人間の眼球は一人あたり2個なので、どれだけの数の目に見られているんだろう……と、かなり緊張しましたね(笑)。
でも大肝煎は、立場上、普段から民衆にいつも口上を聞かせる役職です。
重要なシーンとはいえ、あらたまって読み上げるのも違うな……とも考えましたし。緊張しすぎても不自然だし、迷いましたね……」
――“大肝煎として生きた千坂仲内さん”は実在する人物ですもんね。
台本の他に、千坂仲内さんの資料を読んで役を固められたのですか?
「千坂さんの資料はいただいたんですけど、『史実よりも、台本に書いてあることを忠実に再現しよう』と思って演じていました。
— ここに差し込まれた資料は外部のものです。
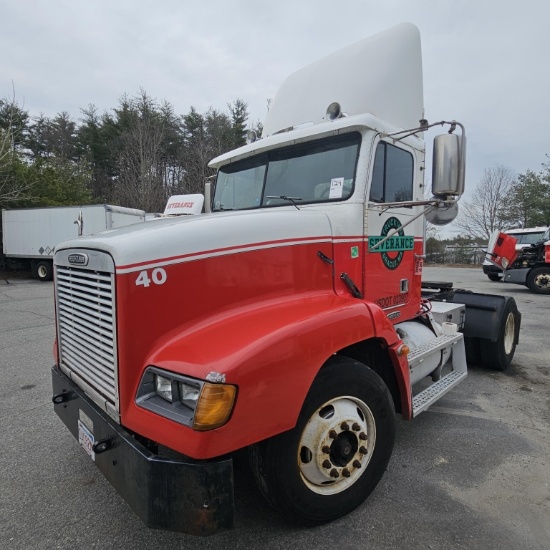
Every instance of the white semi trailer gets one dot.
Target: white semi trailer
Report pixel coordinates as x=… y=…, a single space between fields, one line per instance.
x=29 y=235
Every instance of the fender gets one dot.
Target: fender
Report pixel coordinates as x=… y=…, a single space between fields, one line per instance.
x=272 y=352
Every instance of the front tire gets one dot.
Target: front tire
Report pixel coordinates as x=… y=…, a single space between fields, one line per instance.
x=538 y=280
x=335 y=456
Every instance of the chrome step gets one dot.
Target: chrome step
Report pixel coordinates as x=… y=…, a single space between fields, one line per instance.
x=438 y=389
x=418 y=354
x=435 y=391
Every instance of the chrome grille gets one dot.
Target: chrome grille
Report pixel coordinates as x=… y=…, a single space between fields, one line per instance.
x=87 y=331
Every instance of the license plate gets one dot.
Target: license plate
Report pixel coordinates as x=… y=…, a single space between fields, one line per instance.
x=86 y=439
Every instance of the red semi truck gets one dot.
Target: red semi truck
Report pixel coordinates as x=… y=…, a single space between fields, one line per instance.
x=290 y=319
x=527 y=265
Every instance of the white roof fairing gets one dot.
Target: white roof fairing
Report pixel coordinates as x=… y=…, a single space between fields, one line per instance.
x=381 y=75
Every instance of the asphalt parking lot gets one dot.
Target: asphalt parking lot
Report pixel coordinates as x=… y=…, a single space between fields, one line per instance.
x=471 y=472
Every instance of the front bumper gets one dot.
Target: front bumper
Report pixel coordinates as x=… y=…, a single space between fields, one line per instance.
x=491 y=269
x=191 y=497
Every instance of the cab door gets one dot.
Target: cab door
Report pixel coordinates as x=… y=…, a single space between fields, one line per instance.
x=393 y=266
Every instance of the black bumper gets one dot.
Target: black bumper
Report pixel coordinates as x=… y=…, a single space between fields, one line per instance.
x=192 y=497
x=491 y=269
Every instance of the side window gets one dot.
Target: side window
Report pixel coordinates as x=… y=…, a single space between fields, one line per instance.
x=392 y=174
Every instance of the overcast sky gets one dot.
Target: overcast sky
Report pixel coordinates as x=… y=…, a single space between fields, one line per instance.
x=485 y=61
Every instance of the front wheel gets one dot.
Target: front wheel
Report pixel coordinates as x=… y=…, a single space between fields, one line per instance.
x=335 y=456
x=538 y=280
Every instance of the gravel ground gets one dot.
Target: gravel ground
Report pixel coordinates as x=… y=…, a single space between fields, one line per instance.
x=472 y=472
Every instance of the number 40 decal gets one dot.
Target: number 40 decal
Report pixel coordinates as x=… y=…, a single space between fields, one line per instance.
x=158 y=277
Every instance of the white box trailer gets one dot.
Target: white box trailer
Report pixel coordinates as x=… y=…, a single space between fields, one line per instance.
x=29 y=235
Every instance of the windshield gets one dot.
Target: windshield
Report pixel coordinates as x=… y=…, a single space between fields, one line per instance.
x=319 y=171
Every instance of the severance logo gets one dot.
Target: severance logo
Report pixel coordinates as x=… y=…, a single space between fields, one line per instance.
x=396 y=243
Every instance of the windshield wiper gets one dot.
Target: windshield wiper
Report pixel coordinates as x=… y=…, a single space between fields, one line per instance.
x=285 y=198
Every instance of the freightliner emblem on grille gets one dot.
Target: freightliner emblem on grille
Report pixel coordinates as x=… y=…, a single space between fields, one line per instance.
x=78 y=259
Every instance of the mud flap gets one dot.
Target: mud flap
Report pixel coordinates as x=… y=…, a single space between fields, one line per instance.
x=484 y=323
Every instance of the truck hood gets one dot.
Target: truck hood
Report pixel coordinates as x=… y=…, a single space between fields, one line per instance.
x=191 y=237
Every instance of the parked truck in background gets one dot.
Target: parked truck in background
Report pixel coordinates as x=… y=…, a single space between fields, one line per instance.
x=290 y=320
x=525 y=237
x=29 y=235
x=524 y=265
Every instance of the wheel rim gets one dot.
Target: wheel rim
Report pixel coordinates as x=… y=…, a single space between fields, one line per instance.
x=509 y=333
x=336 y=445
x=542 y=281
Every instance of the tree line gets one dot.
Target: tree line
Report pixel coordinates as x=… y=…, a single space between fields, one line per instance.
x=136 y=155
x=503 y=200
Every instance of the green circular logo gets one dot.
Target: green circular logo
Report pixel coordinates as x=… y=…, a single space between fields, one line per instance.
x=393 y=261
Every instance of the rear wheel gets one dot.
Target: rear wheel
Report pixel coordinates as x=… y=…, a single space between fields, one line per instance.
x=498 y=355
x=538 y=280
x=335 y=456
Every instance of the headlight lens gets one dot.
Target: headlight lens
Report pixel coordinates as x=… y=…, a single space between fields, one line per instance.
x=163 y=387
x=198 y=404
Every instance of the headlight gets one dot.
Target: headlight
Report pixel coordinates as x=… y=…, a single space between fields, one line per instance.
x=163 y=387
x=199 y=404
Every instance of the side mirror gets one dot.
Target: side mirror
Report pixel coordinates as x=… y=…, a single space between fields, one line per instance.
x=449 y=165
x=208 y=197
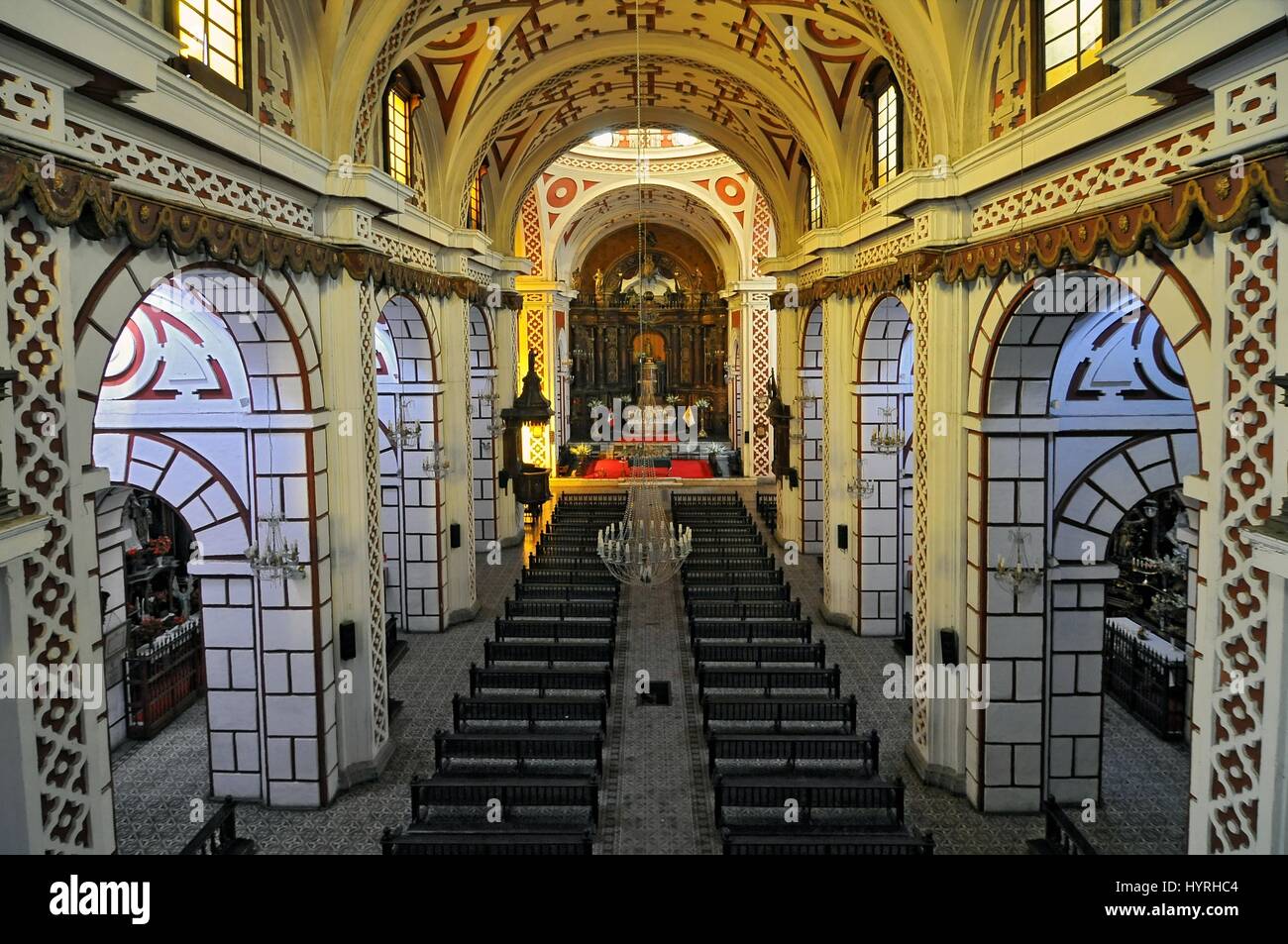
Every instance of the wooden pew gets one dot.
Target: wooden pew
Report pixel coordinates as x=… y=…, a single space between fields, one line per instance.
x=751 y=630
x=561 y=609
x=771 y=681
x=742 y=609
x=738 y=594
x=555 y=630
x=828 y=844
x=456 y=750
x=548 y=653
x=772 y=715
x=506 y=841
x=1063 y=836
x=540 y=681
x=566 y=592
x=854 y=754
x=709 y=653
x=810 y=793
x=471 y=794
x=219 y=835
x=528 y=712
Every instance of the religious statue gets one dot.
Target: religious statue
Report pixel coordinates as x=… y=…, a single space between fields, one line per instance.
x=649 y=281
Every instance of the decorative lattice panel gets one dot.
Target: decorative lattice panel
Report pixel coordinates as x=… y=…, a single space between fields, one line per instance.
x=535 y=322
x=37 y=344
x=761 y=362
x=529 y=219
x=1250 y=264
x=919 y=496
x=375 y=540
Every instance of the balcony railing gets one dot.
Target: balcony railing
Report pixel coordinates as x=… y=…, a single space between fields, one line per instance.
x=671 y=301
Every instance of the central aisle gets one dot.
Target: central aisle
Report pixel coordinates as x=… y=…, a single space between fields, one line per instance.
x=656 y=797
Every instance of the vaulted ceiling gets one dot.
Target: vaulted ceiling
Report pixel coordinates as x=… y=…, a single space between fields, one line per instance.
x=518 y=84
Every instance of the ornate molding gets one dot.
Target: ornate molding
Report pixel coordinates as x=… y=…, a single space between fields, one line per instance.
x=1198 y=204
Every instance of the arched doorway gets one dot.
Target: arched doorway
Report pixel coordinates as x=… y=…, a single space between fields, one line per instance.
x=809 y=408
x=884 y=468
x=206 y=402
x=483 y=429
x=411 y=472
x=1086 y=412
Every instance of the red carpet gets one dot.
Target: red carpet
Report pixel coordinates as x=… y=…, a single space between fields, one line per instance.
x=681 y=469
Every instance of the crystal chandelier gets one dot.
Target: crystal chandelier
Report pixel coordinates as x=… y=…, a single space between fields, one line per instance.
x=888 y=437
x=404 y=434
x=434 y=465
x=1018 y=575
x=277 y=559
x=861 y=485
x=645 y=548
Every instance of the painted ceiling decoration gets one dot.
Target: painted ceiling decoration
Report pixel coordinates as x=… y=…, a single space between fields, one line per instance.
x=520 y=82
x=587 y=193
x=86 y=200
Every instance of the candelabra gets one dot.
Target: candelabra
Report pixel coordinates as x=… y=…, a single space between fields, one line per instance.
x=277 y=559
x=859 y=485
x=888 y=437
x=436 y=465
x=645 y=548
x=1018 y=575
x=404 y=434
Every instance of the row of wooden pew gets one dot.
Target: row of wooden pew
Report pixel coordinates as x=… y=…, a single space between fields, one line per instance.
x=767 y=506
x=790 y=769
x=519 y=772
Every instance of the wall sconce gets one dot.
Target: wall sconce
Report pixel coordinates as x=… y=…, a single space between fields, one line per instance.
x=528 y=416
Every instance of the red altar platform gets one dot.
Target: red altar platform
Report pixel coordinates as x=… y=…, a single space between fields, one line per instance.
x=681 y=469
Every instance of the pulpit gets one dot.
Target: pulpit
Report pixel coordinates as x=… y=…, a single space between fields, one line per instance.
x=532 y=410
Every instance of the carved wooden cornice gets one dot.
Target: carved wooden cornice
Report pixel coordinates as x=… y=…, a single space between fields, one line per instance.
x=84 y=197
x=1201 y=202
x=889 y=277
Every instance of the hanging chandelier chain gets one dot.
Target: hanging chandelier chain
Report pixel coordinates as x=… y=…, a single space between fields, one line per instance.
x=645 y=546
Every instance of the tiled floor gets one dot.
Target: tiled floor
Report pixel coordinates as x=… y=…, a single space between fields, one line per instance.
x=656 y=798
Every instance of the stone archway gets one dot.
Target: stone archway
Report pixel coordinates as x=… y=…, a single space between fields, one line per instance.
x=809 y=407
x=156 y=425
x=884 y=548
x=1022 y=742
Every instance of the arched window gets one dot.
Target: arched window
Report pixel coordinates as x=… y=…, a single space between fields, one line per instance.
x=477 y=213
x=1070 y=35
x=812 y=197
x=881 y=91
x=399 y=104
x=213 y=44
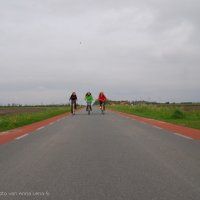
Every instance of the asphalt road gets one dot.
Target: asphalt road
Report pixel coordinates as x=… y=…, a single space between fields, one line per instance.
x=100 y=157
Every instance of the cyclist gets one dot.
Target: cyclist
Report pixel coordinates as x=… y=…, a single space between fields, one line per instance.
x=102 y=98
x=73 y=99
x=88 y=99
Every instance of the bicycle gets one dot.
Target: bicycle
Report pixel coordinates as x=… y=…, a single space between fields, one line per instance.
x=88 y=108
x=102 y=108
x=73 y=107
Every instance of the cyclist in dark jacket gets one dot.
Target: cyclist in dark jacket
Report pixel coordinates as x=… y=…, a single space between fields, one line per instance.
x=73 y=99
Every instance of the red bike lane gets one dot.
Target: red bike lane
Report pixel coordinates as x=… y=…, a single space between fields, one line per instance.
x=188 y=132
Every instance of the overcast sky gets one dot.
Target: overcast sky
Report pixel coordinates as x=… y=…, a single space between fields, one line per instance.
x=130 y=49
でも“時代劇の中のキャラクター”であることは意識しました。
あえて本人に近づけようとはしませんが、時代背景や、身分などを加味して、納得がいく芝居を作りたかったんです」
自分の芯を見直した、瑛太から言われたセリフ
――本作には、時代劇でありながら、現代にも通じる名セリフがたくさんあったように思えます。特に心に響いたセリフはありましたか?
「『あんたはどっちを向いて仕事をしているんだ!』という瑛太さんの演じる、篤平治から仲内に投げかけられたセリフが響きました。
仲内は百姓のリーダーである大肝煎という役職なので、唯一、武士に直訴ができる立場なんです。
一度、百姓のみんなが必死にお金を集めて、仲内が代表して“お金貸しの提案”を武士に直訴します。しかしそれが、取り下げられてしまうんです。
そこで仲内は出世のために武士に悪く思われたくないので、何度も直訴することを躊躇します。その時に投げかけられたのがこのセリフです。
2つの立場で気持ちが揺れ動いている時に、言われたこの言葉が一番心に響きましたね」
――普段の自分の人間関係における自分の立ち位置や仕事のやり方について、考えさせられるシーンですよね。
「僕はその言葉を役として受けながら、『確かにその通りだよな』と身に染みて、共感していました。
確かに2つの立場で揺れている人はいつの時代も居るし、もしかしたら自分もそういう人間かもしれません。だからこそ、自分が一番大切にしたい軸はブレないようにしていきたいですね」
取材前に、我々が「オトナ童貞のための文化系マガジンです!」と自己紹介をしたからか、千葉さんから「作品の話ばかりで、非リア充の方のための質問がないですが、大丈夫ですか?」と男前な気配りをしていただいた場面も……!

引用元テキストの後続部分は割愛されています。